BEVERLY POST OFFICE & STORE



Written by Jack James for the paper "Resident Press" in 2018


Beverly Post Office & Store

If you find yourself bored and needing something to do, take a small trip about five miles east of Lavaca. Located on the corner of highways 217 and 252, this old structure can be found on the Harold and the late Pauline Jones home place. Hickory Ridge Cemetery is just down the road to the east.

The old building is in bad shape. The native rock walls stand firmly holding up ailing walls of weathered wood and a rusted tin roof. You may not know it, but the building is an important piece of area history.

I am getting some of my information from an old article printed many years ago. It has been in the museum since I inherited my position there in 2005 and the print is very faded. This page drew the attention of several visitors recently so I thought maybe I should bring it back to our view.

I researched a few sites and discovered that the building is listed on an 1887 map of Sebastian County and detailed in the Beverly Township area. The article visits a genealogy of people and homesteads of the area and suggestions about who owned the land and when. Mr. Luther Seaton is quoted in the article as saying that a post office was once located in the space. Sure enough. On the 1887 map, it is plainly documented as "Beverly P.O." According to Seaton, the place where the building stands was once given as a wedding present by a Mr. Hunter to his daughter Ellen who married F. M. Nixon. Mr. Nixon used the structure for a store at that time. It also held the post office.
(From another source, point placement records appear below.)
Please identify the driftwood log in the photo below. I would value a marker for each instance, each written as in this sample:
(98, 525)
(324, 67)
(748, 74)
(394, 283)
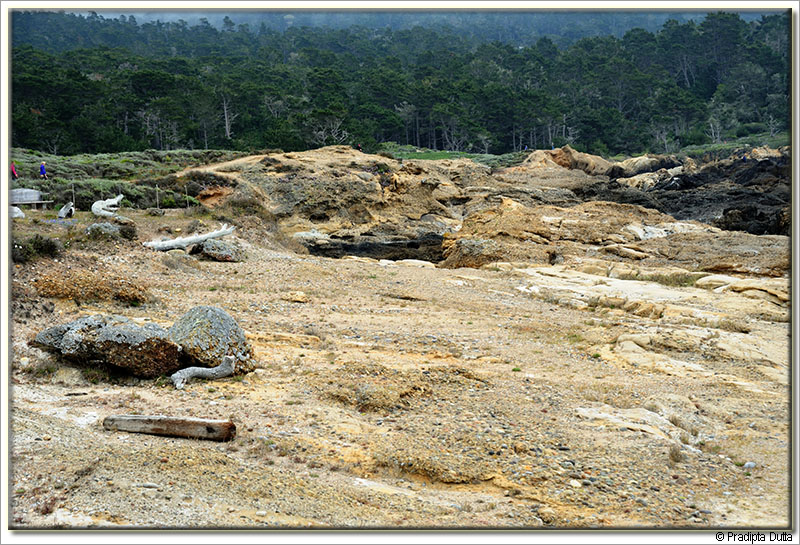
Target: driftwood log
(191, 428)
(224, 369)
(183, 242)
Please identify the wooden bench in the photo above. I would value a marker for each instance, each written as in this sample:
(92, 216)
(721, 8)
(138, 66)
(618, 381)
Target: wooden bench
(30, 197)
(33, 203)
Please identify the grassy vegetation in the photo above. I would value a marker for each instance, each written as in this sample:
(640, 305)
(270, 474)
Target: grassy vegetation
(397, 151)
(84, 179)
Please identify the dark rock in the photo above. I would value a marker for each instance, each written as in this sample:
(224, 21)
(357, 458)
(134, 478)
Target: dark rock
(196, 226)
(752, 196)
(207, 334)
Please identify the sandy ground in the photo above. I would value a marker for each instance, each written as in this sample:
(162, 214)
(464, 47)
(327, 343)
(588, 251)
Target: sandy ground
(397, 395)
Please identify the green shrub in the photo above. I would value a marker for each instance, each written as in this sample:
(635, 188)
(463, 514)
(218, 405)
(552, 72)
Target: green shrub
(35, 246)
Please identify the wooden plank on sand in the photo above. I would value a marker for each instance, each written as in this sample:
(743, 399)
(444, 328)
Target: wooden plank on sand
(192, 428)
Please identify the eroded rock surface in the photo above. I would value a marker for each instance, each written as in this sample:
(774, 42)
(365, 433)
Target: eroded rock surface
(144, 351)
(207, 334)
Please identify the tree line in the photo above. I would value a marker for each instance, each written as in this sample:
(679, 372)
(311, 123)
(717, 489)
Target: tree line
(128, 87)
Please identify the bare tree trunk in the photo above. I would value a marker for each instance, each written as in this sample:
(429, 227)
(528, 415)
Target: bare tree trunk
(224, 369)
(183, 242)
(191, 428)
(228, 116)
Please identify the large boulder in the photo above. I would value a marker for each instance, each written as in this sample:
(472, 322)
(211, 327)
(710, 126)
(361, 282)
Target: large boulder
(207, 334)
(143, 351)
According to my research, the postmaster of the Beverly area was Mr. T. H. Carter in 1888. The area also was home to the Carter Plantation where the first post office was located in 1877. This Carter Plantation was once over 1000 acres that were worked by slave labor and had its own grist mill, gin and this store, evidently. There is history that states a wedding anniversary party took place there in the early 1900s and the happy couple received congratulations by President and Mrs. Theodore Roosevelt. (Perhaps this is why he made a Whistle Stop campaign tour through Lavaca when he was running for the presidency?)

The post office was located there until 1915, according to some pages that I found online. Slowly, the postal service from the outlying areas of Arbuckle Island, Union, Ursula and Beverly were consolidated with Lavaca. The little building was still a store until the 1930s when a new store was built and the old place became used as a barn.

This neglected little building is, by my calculations, somewhere in the neighborhood of 128 to 138 years old. Harold and Pauline Jones are quoted as wishing that the structure could be restored for historical value. Harold just passed away this week, joining his beloved Pauline in the hereafter. I hear that others in the family agree that it needs to be saved. I don't have a say in the matter except I do think that it would be a shame to let this little building fall down and be destroyed.

How about someone taking an interest into seeing if preserving this place? It may be eligible for becoming a historical structure and placed on the National Historic Register! If I can help as a part of the Lavaca Museum, please let me know. Also, if the history that I have written from other writings is mistaken, please drop by the museum this Saturday and help me straighten it out.

See? Sometimes we pass things time and time again and never really pay attention! Keep your eye out for other places in the area that you would like to know about and we will see if we can uncover the real untold story!